Limiting SSH Identifier File Permissions
I recently needed to Use SSH keys to connect to a Linux Azure VMs from my primary development machine, a Windows desktop. OpenSSH has been available on Windows since 2018 as per this OpenSSH for Windows overview. I downloaded my private key for the Azure VM to a file called my_key.pem. Just to be sure I knew which executable would run when I launched ssh, I used this command line.
C:\> where ssh
C:\Windows\System32\OpenSSH\ssh.exe
I then passed the -i my_key.pem
option to ssh when connecting to the VM.
ssh -J user1@ipaddress1 -i my_key.pem user2@ipaddress2
It was then that I discovered that ssh checks the file permissions on Windows and considered them too open by default. This is the error I got:
Bad permissions. Try removing permissions for user: BUILTIN\\Users (S-1-5-32-545) on file C:/.../my_key.pem.
@@@@@@@@@@@@@@@@@@@@@@@@@@@@@@@@@@@@@@@@@@@@@@@@@@@@@@@@@@@
@ WARNING: UNPROTECTED PRIVATE KEY FILE! @
@@@@@@@@@@@@@@@@@@@@@@@@@@@@@@@@@@@@@@@@@@@@@@@@@@@@@@@@@@@
Permissions for 'my_key.pem' are too open.
It is required that your private key files are NOT accessible by others.
This private key will be ignored.
Load key "my_key.pem": bad permissions
someuser@0.0.0.0: Permission denied (publickey).
The Security identifiers on Windows are well documented. BUILTIN\\Users (S-1-5-32-545)
A security identifier is used to uniquely identify a security principal or security group.
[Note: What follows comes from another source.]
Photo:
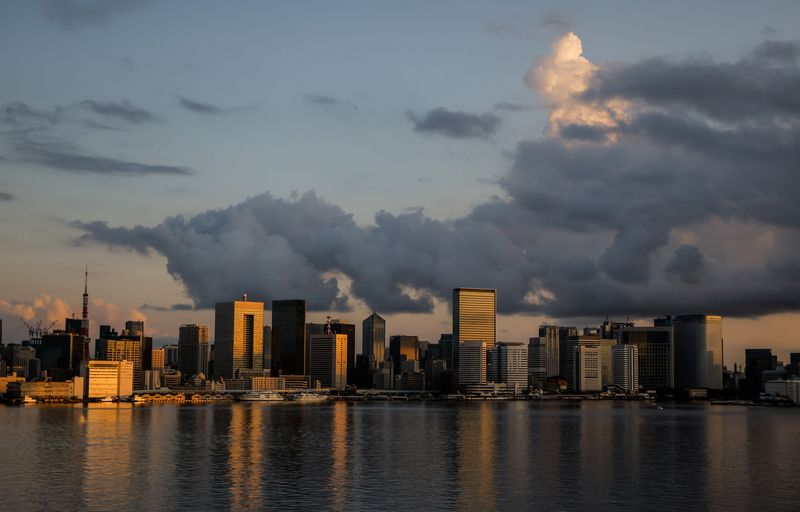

Security principals can represent any entity that can be authenticated by the operating system, such as a user account, a computer account, or a thread or process that runs in the security context of a user or computer account.
Security identifiers
Security identifiers
S-1-5-32-545 Users A built-in group. After the initial installation of the operating system, the only member is the Authenticated Users group. Description of the “Users” Group
Fortunately, someone else ran into this way before me: amazon web services – Set pem file permissions for AWS without chmod on Windows – Stack Overflow. To see the current file permissions, run icacls without any additional flags.
C:\> icacls my_key.pem
my_key.pem BUILTIN\Administrators:(I)(F)
NT AUTHORITY\SYSTEM:(I)(F)
BUILTIN\Users:(I)(RX)
NT AUTHORITY\Authenticated Users:(I)(M)
Successfully processed 1 files; Failed processing 0 files
The solution from that StackOverflow post is to run the commands below.
icacls my_key.pem /reset
icacls my_key.pem /grant:r %username%:(R)
icacls my_key.pem /inheritance:r
The icacls docs explain that /reset “Replaces ACLs with default inherited ACLs for all matching files.” That doesn’t change anything on my system. The /grant option adds my personal account to the list of accounts with permission to the file.
Grants specified user access rights. Permissions replace previously granted explicit permissions.
Not adding the :r, means that permissions are added to any previously granted explicit permissions.
icacls | Microsoft Learn
The /inheritance:r option removes the 4 security identifiers shown previously from the private key file’s DACL. SSH is now happy to get the authentication identity from this private key file.